Pos len rankrange isok
String Int64 Tuple… Bool
1 QB 39 (14, 52) true
2 RB 53 (1, 56) false
3 WR 56 (1, 39) false
4 TE 52 (1, 53) false
5 DST 33 (1, 33) true
Appears that the append order is out of whack. But not really sure why.
can you send me the data privately if you cannot share them openly? (as I have said - I have checked your codes on random data and they are OK). Also please confirm if the two methods I suggested work correctly on your data.
If I check for “sortedness” just on DK_points, seems sorting indeed didn’t work correctly.
sort!(combo2, [:Pos, :DK_points], rev=[true, true])
by(combo2, :Pos, y->DataFrame(len=nrow(y), isok=issorted(y[:,:DK_points])))
Pos len isok
String Int64 Bool
1 QB 39 false
2 RB 53 false
3 WR 56 false
4 TE 52 false
5 DST 33 false
With both of the methods you provided, if I insert the rank column back to the dataframe using
m = by(combo2, :Pos, y -> (DK_rank=sortperm(y, :DK_points, rev=true)))[:, :x1]

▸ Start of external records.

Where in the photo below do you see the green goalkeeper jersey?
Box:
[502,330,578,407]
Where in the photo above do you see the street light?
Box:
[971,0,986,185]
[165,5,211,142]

insertcols!(combo2, 6, DK_rank=m)
I get the same result as before
Please make sure that your combo2
data frame is sorted. In your post :Pos
column does not seem to be sorted in reverse order. The order should be like:
5×2 DataFrame
│ Row │ Pos │ minRank │
│ │ String │ Int64 │
├─────┼────────┼─────────┤
│ 1 │ WR │ 1 │
│ 2 │ TE │ 1 │
│ 3 │ RB │ 1 │
│ 4 │ QB │ 1 │
│ 5 │ DST │ 1 │